First installed at the Kala Ghoda festival in 2012, is a 15 feet 550 kg wonder, currently loaned to Vandana Talkies in Thane
Paresh Churi is a Mahim-based landscape designer who graduated in statistics, but later studied plant and animal taxonomy. Recently, his illustration of Dichrostachys cinerea (thorny sickle bush) was chosen for display at Florilegium, Royal Botanical garden, UK. But, none of these varied interests define Churi, as much as his lifelong identification with crows. So intense is his love for the scavenger bird that his research papers have specially addressed three types of butterflies, which are called crows, two of which come on the window pane of his Ram Mandir building and surrounding green lanes of Mahim. "They are black in colour and I love watching them as I work from home. They remind me of the crows I followed while walking to the Balmohan Vidya Mandir School 30 years ago, when Mahim was a greener hospitable home to migratory birds."

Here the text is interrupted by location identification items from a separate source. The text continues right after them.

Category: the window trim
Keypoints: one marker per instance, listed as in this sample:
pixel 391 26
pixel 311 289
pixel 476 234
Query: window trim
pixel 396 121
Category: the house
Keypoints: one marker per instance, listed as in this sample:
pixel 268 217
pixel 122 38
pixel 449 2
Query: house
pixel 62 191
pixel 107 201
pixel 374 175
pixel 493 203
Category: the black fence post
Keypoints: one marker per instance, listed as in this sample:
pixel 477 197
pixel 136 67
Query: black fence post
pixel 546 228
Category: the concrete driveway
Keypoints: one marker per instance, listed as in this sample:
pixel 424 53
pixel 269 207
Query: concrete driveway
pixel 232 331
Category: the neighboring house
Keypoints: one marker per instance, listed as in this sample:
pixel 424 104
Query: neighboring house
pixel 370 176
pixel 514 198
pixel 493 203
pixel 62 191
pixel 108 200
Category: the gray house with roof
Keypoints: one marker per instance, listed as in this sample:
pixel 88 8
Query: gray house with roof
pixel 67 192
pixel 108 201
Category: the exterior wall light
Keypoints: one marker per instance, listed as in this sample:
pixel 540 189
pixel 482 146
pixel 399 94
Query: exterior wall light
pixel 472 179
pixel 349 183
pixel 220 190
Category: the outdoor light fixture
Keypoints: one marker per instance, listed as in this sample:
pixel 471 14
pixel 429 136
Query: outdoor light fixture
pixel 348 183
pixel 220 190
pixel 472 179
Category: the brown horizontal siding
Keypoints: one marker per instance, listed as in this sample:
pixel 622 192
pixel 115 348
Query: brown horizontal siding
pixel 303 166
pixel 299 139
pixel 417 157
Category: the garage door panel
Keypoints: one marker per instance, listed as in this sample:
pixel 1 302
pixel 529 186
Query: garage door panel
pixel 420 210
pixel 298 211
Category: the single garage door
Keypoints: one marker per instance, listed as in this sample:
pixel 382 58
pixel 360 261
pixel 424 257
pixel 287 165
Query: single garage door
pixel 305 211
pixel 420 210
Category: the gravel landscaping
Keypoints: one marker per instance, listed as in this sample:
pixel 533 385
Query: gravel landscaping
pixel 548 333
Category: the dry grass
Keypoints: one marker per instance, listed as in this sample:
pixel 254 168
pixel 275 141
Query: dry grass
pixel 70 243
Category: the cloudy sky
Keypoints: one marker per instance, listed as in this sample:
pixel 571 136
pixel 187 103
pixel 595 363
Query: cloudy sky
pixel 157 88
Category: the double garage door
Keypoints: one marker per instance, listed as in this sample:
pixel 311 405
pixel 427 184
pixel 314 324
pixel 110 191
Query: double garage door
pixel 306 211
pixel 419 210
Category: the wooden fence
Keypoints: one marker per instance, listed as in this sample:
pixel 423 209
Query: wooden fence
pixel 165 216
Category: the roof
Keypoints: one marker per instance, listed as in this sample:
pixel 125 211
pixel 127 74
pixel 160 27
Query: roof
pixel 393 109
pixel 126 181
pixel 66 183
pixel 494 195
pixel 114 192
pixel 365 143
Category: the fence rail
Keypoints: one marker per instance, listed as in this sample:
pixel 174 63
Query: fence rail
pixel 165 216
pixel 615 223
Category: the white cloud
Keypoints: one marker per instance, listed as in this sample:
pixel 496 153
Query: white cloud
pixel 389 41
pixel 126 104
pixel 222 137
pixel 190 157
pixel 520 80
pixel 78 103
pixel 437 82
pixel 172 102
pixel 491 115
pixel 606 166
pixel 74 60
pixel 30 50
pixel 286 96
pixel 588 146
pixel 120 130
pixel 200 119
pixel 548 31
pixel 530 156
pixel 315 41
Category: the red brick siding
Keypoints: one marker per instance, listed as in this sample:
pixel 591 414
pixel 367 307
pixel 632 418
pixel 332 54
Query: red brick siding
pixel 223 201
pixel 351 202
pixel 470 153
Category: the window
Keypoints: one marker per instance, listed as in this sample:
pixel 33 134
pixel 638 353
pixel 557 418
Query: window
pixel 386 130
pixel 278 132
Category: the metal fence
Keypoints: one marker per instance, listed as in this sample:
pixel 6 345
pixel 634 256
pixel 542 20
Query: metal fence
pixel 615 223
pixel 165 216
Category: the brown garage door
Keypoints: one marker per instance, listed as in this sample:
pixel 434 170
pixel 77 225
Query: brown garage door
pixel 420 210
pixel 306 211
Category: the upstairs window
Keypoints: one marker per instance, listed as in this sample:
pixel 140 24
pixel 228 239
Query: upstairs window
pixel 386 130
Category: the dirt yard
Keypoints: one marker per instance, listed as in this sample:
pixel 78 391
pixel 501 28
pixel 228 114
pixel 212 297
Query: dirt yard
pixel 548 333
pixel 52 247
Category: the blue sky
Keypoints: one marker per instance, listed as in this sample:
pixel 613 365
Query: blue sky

Churi, 41, passionately follows crows every day, clicks their photos in myriad moods, despite being the busy director of his landscape design company. His house allows free entry to all crows, not to forget the bolder ones, which eat ghee-soaked wicks in the silver diya. Often, they pick the diya and abandon it on the neighbour's balcony, from where it is routinely reinstated. He prides on live footage of crow movements, nesting and feeding behaviour and food storage techniques. He has noticed a tendency of crows to take free BEST bus rides. "I have seen them enjoying the top double decker ride; in fact, I wait at the Plaza cinema junction to see many of them alight vehicles to change routes," says Churi, who has also filmed armies of crows flying at breakneck speed from
Shivaji Park to Mahim, in pursuit of the Bhavnagari gathiyan offered by a feeder on Mahim beach. Churi has captured crows feasting on mithai during the pitru paksha, the fortnight when Hindus feed crows as a token of respect to departed ancestors.